Já Godoy responde às críticas dizendo que este modelo de urbanização poderia ser estudado para bairros com menos recursos.
Para ele, “este não é um modelo que pretende ser elitista. É um modelo que pode ser reproduzido para todos os tipos de vida. É um modelo replicável para qualquer classe social, pois todos nós temos as mesmas necessidades.”

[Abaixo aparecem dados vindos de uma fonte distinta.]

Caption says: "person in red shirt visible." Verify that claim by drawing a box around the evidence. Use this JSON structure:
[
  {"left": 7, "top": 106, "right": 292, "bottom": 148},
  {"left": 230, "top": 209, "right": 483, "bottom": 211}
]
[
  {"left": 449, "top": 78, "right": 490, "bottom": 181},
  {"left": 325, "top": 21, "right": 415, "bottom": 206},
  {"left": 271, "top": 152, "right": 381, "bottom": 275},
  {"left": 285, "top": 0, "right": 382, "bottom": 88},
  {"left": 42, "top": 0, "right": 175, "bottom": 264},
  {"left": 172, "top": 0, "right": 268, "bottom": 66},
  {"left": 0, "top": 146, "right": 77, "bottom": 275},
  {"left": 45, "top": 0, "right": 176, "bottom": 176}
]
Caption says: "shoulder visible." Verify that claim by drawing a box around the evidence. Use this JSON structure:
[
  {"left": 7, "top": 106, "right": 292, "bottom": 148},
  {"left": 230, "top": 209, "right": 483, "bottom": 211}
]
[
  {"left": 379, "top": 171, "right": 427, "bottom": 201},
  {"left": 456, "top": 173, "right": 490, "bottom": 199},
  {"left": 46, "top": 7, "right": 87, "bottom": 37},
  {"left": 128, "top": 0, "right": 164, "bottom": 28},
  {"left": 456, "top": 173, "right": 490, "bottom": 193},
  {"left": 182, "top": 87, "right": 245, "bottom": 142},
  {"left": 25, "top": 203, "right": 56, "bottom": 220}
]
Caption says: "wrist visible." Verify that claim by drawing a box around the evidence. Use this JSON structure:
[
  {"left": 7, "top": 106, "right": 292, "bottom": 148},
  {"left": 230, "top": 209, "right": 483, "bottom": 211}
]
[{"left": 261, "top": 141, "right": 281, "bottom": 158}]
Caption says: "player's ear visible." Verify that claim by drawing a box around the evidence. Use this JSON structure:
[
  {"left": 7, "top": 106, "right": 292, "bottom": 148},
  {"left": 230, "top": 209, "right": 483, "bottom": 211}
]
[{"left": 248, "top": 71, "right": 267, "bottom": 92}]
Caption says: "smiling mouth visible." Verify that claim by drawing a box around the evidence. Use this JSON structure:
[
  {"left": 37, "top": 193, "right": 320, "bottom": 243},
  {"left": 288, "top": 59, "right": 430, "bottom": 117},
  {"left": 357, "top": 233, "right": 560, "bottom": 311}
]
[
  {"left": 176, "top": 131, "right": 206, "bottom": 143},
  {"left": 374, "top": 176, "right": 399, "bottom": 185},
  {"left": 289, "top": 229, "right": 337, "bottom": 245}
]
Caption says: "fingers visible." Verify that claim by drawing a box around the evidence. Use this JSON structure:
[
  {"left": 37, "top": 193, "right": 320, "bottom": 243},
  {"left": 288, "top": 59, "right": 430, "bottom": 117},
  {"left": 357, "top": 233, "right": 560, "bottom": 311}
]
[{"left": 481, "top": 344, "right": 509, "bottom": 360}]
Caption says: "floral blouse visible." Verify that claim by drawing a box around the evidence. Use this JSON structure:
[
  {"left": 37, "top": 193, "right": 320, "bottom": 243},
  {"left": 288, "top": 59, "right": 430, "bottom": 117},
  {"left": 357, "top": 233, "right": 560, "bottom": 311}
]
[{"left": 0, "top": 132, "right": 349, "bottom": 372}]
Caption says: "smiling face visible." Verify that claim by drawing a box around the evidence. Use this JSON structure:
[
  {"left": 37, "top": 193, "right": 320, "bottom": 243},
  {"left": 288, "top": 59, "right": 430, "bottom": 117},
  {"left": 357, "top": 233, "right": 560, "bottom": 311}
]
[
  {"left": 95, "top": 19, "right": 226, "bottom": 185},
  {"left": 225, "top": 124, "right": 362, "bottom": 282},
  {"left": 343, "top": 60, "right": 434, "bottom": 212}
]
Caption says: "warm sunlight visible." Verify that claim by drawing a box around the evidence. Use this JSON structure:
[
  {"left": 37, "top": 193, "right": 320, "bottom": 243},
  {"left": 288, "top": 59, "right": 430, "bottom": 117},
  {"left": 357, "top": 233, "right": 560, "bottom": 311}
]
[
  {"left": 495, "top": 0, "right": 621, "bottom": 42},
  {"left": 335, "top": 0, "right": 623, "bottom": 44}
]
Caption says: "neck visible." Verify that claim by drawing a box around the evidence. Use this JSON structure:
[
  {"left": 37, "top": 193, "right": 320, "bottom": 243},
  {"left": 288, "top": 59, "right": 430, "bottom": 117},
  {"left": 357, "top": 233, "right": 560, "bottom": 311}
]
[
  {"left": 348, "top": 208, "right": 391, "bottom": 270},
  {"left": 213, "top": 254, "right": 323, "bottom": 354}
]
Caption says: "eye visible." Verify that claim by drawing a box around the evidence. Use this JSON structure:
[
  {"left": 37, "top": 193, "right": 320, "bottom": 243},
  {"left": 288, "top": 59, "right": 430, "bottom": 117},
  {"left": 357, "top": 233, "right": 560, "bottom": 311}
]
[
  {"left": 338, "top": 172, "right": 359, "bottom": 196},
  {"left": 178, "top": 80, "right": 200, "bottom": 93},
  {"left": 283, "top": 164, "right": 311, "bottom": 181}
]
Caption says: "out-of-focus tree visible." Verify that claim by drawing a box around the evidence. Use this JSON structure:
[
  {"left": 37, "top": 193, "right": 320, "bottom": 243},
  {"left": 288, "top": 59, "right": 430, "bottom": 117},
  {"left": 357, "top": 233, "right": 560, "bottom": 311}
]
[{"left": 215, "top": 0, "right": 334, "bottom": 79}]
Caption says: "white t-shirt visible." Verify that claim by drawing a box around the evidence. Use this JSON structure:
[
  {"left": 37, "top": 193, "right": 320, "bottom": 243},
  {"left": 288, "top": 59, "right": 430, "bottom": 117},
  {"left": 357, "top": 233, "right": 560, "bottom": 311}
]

Em uma sociedade na qual a renda de 1% das pessoas mais ricas é igual à da metade da população, segundo dados da ONG Oxfam, a simples existência de Cayalá pode ser interpretada como um sintoma, não como a origem do problema.
“Existem diferentes Guatemalas para diferentes pessoas”, segundo a publicitária guatemalteca Glenda. Ela acredita que Cayalá seja tão autêntica quanto o centro histórico da Cidade da Guatemala.
Enquanto a tranquilidade impera em Cayalá, a poucos quilômetros dali, no Passeio da Sexta Avenida – o calçadão mais visitado da capital guatemalteca –, a agitação envolve tudo.